Unless you’re the kind of “flaming liberal” that politicians often chastise, it’s unlikely that news of a proposed sales tax increase in Cochise County will be well received. Digging deeper into the pocketbook to pay more for government services usually means less personal income for life’s essentials.

Those who are on a fixed income feel the pinch more than others, sometimes unable to afford the quality of life they did before the cost of things increased.

Unfortunately, Cochise County has few options when it comes to raising revenue to maintain its jail.

Last week county supervisors took a significant step toward authorizing the creation of a separate jail district and funding that entity by adding an additional half-cent to the sales tax. Before this can become a reality, Cochise County voters must approve the increase. We anticipate that in the near future we will hear about a special election date and very likely a mail-ballot election seeking approval to create the special district.

The good news for county taxpayers is that supervisors have endorsed a sales tax, not a property tax.

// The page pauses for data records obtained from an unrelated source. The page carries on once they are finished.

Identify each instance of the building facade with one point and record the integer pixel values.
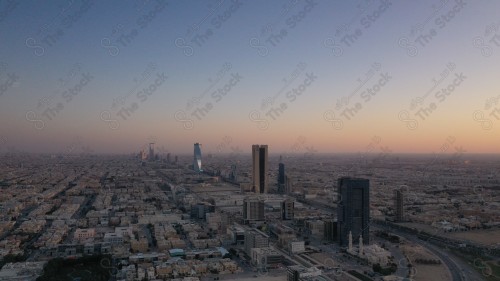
(259, 168)
(353, 214)
(197, 158)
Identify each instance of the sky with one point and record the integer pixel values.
(300, 76)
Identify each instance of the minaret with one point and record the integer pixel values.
(360, 245)
(350, 242)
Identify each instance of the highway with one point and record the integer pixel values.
(459, 270)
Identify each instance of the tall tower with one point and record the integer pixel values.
(353, 214)
(151, 155)
(281, 176)
(253, 209)
(197, 158)
(259, 171)
(398, 205)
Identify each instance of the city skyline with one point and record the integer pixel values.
(327, 77)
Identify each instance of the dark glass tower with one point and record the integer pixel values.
(197, 158)
(259, 171)
(353, 213)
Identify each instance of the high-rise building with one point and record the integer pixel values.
(197, 158)
(151, 155)
(253, 209)
(398, 205)
(287, 209)
(233, 174)
(255, 239)
(281, 177)
(353, 214)
(330, 230)
(288, 184)
(259, 165)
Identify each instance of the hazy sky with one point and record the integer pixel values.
(325, 76)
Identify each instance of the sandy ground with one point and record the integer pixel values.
(486, 236)
(425, 272)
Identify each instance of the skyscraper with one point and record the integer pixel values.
(259, 171)
(151, 156)
(398, 205)
(253, 209)
(197, 158)
(353, 213)
(281, 177)
(287, 209)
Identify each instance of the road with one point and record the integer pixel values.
(459, 270)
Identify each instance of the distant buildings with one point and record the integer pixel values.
(260, 167)
(287, 209)
(330, 230)
(200, 210)
(353, 214)
(253, 209)
(197, 158)
(255, 239)
(151, 155)
(398, 205)
(281, 177)
(299, 272)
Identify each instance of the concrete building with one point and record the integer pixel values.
(84, 234)
(259, 168)
(353, 213)
(287, 209)
(255, 239)
(253, 209)
(197, 158)
(399, 215)
(298, 272)
(264, 258)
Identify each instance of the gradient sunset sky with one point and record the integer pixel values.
(328, 76)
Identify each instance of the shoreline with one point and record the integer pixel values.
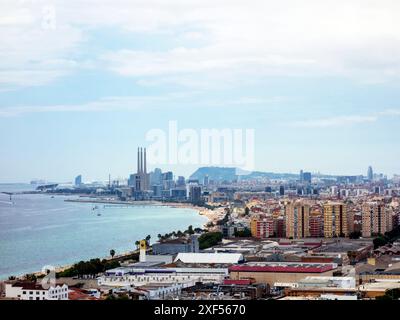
(211, 216)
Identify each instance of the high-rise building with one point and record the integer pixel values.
(181, 181)
(140, 181)
(335, 220)
(78, 181)
(316, 223)
(376, 219)
(168, 181)
(297, 220)
(195, 194)
(156, 177)
(370, 174)
(262, 227)
(206, 180)
(307, 177)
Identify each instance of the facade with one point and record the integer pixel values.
(78, 181)
(297, 220)
(141, 180)
(33, 291)
(376, 219)
(335, 220)
(273, 272)
(195, 194)
(262, 227)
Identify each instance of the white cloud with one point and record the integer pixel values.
(334, 121)
(233, 39)
(342, 121)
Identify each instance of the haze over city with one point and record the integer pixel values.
(81, 84)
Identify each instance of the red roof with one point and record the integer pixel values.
(291, 269)
(243, 282)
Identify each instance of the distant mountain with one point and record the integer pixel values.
(231, 174)
(215, 173)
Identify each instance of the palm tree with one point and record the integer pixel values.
(148, 239)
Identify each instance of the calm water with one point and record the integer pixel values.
(37, 230)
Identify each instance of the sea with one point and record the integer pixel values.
(38, 230)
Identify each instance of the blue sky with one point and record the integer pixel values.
(81, 84)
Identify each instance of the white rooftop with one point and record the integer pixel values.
(209, 257)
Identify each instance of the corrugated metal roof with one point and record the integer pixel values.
(209, 257)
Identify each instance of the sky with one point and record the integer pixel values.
(82, 82)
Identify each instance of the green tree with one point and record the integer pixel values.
(30, 277)
(355, 235)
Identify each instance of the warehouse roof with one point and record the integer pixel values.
(285, 267)
(209, 257)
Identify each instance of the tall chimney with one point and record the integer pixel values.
(141, 160)
(138, 162)
(145, 169)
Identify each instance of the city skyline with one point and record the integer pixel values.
(140, 174)
(319, 89)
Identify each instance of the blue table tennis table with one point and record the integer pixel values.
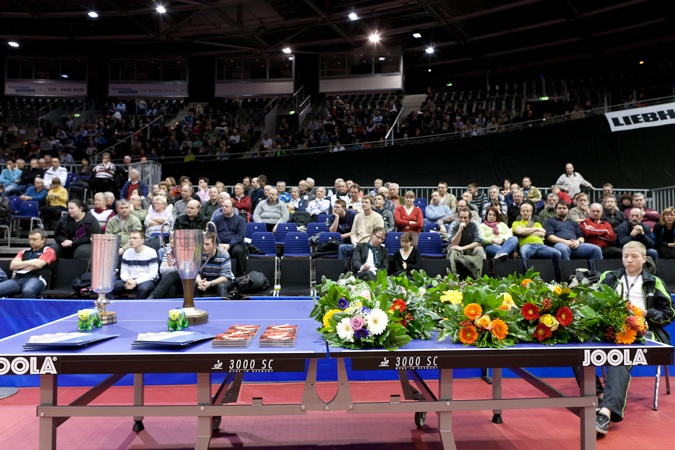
(117, 358)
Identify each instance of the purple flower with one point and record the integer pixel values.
(357, 323)
(360, 334)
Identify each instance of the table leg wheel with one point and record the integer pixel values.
(420, 418)
(215, 423)
(138, 426)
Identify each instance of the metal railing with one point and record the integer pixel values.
(146, 127)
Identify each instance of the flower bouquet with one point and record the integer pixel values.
(353, 316)
(386, 313)
(483, 314)
(551, 314)
(612, 317)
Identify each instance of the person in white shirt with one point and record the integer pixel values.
(320, 205)
(139, 269)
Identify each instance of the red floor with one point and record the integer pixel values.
(522, 429)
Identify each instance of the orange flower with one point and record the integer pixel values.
(499, 329)
(507, 302)
(468, 335)
(484, 322)
(626, 336)
(398, 305)
(473, 311)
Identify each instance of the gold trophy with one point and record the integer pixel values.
(104, 253)
(188, 246)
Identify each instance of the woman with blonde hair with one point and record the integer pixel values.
(407, 258)
(409, 217)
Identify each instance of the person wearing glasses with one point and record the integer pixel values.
(371, 256)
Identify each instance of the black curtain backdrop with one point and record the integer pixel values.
(629, 159)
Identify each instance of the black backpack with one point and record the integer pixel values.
(252, 282)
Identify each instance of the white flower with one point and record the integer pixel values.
(377, 321)
(345, 330)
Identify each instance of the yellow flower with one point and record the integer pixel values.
(468, 335)
(499, 329)
(472, 311)
(327, 316)
(550, 321)
(454, 297)
(626, 336)
(484, 322)
(507, 302)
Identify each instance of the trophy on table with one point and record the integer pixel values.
(104, 253)
(187, 249)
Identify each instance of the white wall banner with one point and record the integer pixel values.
(46, 88)
(649, 116)
(158, 89)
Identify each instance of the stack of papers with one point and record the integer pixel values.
(167, 339)
(236, 336)
(65, 340)
(279, 336)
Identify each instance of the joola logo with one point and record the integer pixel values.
(615, 357)
(27, 366)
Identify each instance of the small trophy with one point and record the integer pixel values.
(104, 253)
(188, 246)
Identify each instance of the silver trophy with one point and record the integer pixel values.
(187, 253)
(104, 253)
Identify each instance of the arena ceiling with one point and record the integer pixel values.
(469, 36)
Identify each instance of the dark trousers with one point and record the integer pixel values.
(615, 391)
(238, 253)
(170, 286)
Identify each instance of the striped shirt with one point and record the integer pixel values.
(139, 266)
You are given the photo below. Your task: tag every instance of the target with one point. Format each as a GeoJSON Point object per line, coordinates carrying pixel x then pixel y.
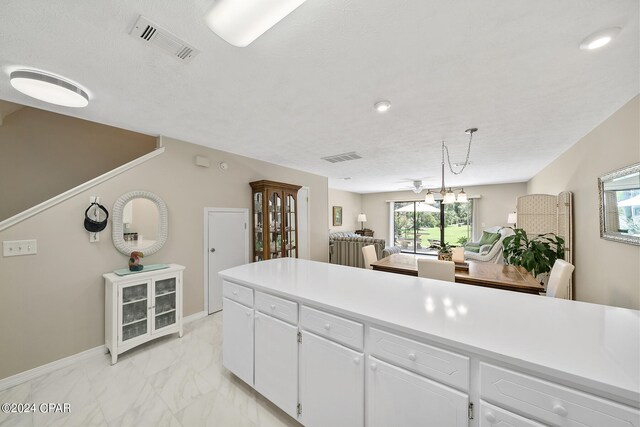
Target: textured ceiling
{"type": "Point", "coordinates": [306, 88]}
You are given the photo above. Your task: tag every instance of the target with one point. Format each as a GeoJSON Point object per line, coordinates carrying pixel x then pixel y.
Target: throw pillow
{"type": "Point", "coordinates": [489, 238]}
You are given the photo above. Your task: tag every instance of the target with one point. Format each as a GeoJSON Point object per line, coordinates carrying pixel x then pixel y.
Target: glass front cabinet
{"type": "Point", "coordinates": [141, 307]}
{"type": "Point", "coordinates": [275, 222]}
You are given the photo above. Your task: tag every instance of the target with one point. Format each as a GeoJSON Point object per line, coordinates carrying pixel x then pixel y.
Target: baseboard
{"type": "Point", "coordinates": [25, 376]}
{"type": "Point", "coordinates": [193, 317]}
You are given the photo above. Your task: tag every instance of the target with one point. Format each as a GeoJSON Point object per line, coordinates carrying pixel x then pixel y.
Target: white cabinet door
{"type": "Point", "coordinates": [276, 362]}
{"type": "Point", "coordinates": [331, 384]}
{"type": "Point", "coordinates": [237, 345]}
{"type": "Point", "coordinates": [396, 397]}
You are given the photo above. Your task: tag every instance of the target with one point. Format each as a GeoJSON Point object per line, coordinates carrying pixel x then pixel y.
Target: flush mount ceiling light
{"type": "Point", "coordinates": [599, 38]}
{"type": "Point", "coordinates": [240, 22]}
{"type": "Point", "coordinates": [49, 88]}
{"type": "Point", "coordinates": [382, 106]}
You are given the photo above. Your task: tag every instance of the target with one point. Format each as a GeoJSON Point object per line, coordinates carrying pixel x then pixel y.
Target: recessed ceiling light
{"type": "Point", "coordinates": [382, 106]}
{"type": "Point", "coordinates": [599, 38]}
{"type": "Point", "coordinates": [48, 88]}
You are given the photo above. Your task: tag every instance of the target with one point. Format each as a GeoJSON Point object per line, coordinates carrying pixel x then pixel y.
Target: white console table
{"type": "Point", "coordinates": [140, 307]}
{"type": "Point", "coordinates": [339, 346]}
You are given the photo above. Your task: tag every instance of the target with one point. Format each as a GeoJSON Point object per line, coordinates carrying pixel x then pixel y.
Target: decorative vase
{"type": "Point", "coordinates": [446, 256]}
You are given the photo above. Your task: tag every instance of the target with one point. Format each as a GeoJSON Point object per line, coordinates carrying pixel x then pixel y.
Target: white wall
{"type": "Point", "coordinates": [494, 205]}
{"type": "Point", "coordinates": [52, 303]}
{"type": "Point", "coordinates": [351, 206]}
{"type": "Point", "coordinates": [606, 272]}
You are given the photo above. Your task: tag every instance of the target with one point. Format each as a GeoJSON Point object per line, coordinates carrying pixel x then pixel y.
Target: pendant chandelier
{"type": "Point", "coordinates": [449, 195]}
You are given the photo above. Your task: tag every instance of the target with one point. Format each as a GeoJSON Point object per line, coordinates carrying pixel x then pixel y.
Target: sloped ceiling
{"type": "Point", "coordinates": [306, 88]}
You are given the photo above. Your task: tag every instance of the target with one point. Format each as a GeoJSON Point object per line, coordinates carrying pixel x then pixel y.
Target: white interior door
{"type": "Point", "coordinates": [303, 223]}
{"type": "Point", "coordinates": [227, 246]}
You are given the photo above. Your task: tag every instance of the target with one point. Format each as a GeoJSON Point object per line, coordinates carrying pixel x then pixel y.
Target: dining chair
{"type": "Point", "coordinates": [436, 269]}
{"type": "Point", "coordinates": [370, 256]}
{"type": "Point", "coordinates": [558, 285]}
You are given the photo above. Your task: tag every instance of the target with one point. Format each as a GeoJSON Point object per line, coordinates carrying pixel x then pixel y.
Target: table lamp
{"type": "Point", "coordinates": [362, 218]}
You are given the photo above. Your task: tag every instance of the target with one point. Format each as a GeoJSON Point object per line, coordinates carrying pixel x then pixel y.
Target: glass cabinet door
{"type": "Point", "coordinates": [258, 234]}
{"type": "Point", "coordinates": [275, 225]}
{"type": "Point", "coordinates": [165, 303]}
{"type": "Point", "coordinates": [290, 217]}
{"type": "Point", "coordinates": [134, 311]}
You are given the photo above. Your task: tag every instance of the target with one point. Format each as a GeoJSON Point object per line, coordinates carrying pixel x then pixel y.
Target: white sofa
{"type": "Point", "coordinates": [493, 253]}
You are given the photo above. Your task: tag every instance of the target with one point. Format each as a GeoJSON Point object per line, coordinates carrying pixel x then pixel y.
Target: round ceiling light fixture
{"type": "Point", "coordinates": [382, 106]}
{"type": "Point", "coordinates": [599, 38]}
{"type": "Point", "coordinates": [49, 88]}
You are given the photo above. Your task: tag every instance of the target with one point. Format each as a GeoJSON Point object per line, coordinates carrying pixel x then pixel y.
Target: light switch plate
{"type": "Point", "coordinates": [19, 247]}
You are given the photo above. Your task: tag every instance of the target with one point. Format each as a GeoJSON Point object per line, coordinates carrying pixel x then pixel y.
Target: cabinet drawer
{"type": "Point", "coordinates": [441, 365]}
{"type": "Point", "coordinates": [551, 403]}
{"type": "Point", "coordinates": [333, 327]}
{"type": "Point", "coordinates": [277, 307]}
{"type": "Point", "coordinates": [238, 293]}
{"type": "Point", "coordinates": [493, 416]}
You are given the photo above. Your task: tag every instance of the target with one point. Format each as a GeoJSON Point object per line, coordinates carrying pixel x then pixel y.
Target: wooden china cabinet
{"type": "Point", "coordinates": [275, 221]}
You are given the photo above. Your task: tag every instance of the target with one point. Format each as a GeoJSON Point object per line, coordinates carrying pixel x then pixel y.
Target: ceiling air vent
{"type": "Point", "coordinates": [342, 157]}
{"type": "Point", "coordinates": [151, 33]}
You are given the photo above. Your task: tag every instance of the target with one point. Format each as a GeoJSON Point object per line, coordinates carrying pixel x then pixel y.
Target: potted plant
{"type": "Point", "coordinates": [537, 255]}
{"type": "Point", "coordinates": [445, 250]}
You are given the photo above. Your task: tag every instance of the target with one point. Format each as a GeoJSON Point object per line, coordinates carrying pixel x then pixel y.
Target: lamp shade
{"type": "Point", "coordinates": [240, 22]}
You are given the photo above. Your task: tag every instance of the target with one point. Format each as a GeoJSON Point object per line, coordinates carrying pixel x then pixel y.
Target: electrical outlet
{"type": "Point", "coordinates": [19, 247]}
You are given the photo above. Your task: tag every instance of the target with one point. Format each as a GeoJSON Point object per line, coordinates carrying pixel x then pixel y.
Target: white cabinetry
{"type": "Point", "coordinates": [140, 307]}
{"type": "Point", "coordinates": [237, 332]}
{"type": "Point", "coordinates": [401, 398]}
{"type": "Point", "coordinates": [276, 362]}
{"type": "Point", "coordinates": [331, 383]}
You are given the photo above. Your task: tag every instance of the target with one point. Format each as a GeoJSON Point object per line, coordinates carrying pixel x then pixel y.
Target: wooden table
{"type": "Point", "coordinates": [499, 276]}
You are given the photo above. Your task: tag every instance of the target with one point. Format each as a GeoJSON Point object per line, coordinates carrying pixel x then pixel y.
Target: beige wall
{"type": "Point", "coordinates": [351, 206]}
{"type": "Point", "coordinates": [606, 272]}
{"type": "Point", "coordinates": [43, 154]}
{"type": "Point", "coordinates": [52, 303]}
{"type": "Point", "coordinates": [494, 205]}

The down side of a sales tax is its potential impact on the local economy. Increasing the cost of goods and services that collect sales taxes has the potential to negatively affect local merchants. The upside is that a sales tax spreads the pain. Beyond county residents, some of the revenue collected from this additional half-cent tax will be paid by tourists and others who don’t live in the county or don’t own property.

Maintaining the county jail, which was constructed in 1984, is a responsibility for Cochise County, not a luxury. Long gone are the days when the local jail was a simple holding pen for offenders with minor criminal charges or local traffic violations.

Today, we count on the services provided by the jail to address mental health issues for the homeless, physical problems for inmates who can’t, or won’t afford health care, and to house immigrants here illegally, among others who are taken into custody.

Funding and service cutbacks at the state and federal levels have pushed more responsibilities onto counties across Arizona and throughout the country.

Now is the time to stand up and voice your opinion on whether Cochise County should take this step. It’s time for public input on this plan.

Speak now, or hold your peace when the outcome is decided.